The novel commences with DI Annie Cabbot being called to the vicious death of a wheelchair bound woman by the sea. When she discovers the identity of the woman who is linked to an old and horrific case that first introduced Annie into Bank’s life, the stakes change. This is a high profile case where, it’s felt, justice has at last been served. But that doesn’t change the fact that a murderer has struck and must be brought to justice. At the same time, Banks is called to investigate the murder of a beautiful, clever and popular young woman who is found in an area known as The Maze in Eastvale.
At first, there seems to be nothing in common with the two cases but, as the investigations proceed and both Banks and Annie are forced to think outside the square, commonalities begin to emerge – commonalities that lead them to discover the lies that have kept dark secrets hidden, and that the killer or killers are closer than they thought.
What I love about Robinson’s books, apart from the cases themselves, is that he also delves into and as a consequence develops, the personal lives and friendships between the central characters.
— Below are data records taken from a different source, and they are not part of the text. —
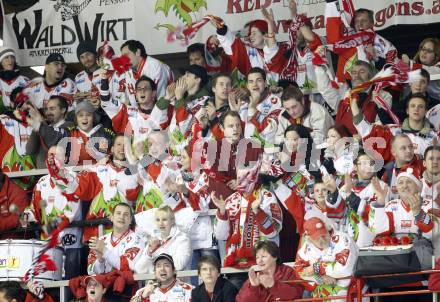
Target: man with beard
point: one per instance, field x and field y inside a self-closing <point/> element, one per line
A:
<point x="210" y="56"/>
<point x="118" y="250"/>
<point x="262" y="51"/>
<point x="105" y="185"/>
<point x="142" y="64"/>
<point x="402" y="149"/>
<point x="133" y="120"/>
<point x="345" y="23"/>
<point x="166" y="287"/>
<point x="339" y="99"/>
<point x="54" y="82"/>
<point x="54" y="112"/>
<point x="88" y="80"/>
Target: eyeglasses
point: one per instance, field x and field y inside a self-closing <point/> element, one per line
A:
<point x="428" y="50"/>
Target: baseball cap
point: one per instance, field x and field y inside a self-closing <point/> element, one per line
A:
<point x="199" y="72"/>
<point x="164" y="256"/>
<point x="105" y="282"/>
<point x="55" y="57"/>
<point x="315" y="228"/>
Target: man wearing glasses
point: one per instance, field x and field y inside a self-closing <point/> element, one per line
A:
<point x="53" y="82"/>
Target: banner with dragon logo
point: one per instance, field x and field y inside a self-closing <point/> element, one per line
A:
<point x="168" y="26"/>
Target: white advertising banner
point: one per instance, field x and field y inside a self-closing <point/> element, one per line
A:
<point x="59" y="25"/>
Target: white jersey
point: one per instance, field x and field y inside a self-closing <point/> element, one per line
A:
<point x="120" y="253"/>
<point x="129" y="120"/>
<point x="87" y="82"/>
<point x="6" y="88"/>
<point x="39" y="93"/>
<point x="177" y="245"/>
<point x="159" y="72"/>
<point x="336" y="261"/>
<point x="57" y="206"/>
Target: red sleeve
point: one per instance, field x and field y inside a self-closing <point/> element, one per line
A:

Banks and Cabbot have had a rather tumultuous personal relationship and, in this book, it’s no exception with Annie making mistakes, feeling judged (something which she is perfectly capable of doing to herself and far more harshly than those close to her, despite what she thinks) and failing to trust those who only have her best interests at heart. Likewise, Banks doesn’t know how to recapture the friendship he’s enjoyed with Annie nor reconcile the loss he feels now that their intimate relationship has ended.
Nonetheless, this doesn’t directly affect their ability to work together as a team nor acknowledge each other’s strengths just as they accept each other’s weaknesses. Something all the officers do to a greater and lesser degree.
Another fine addition to such a consistently strong and utterly readable series.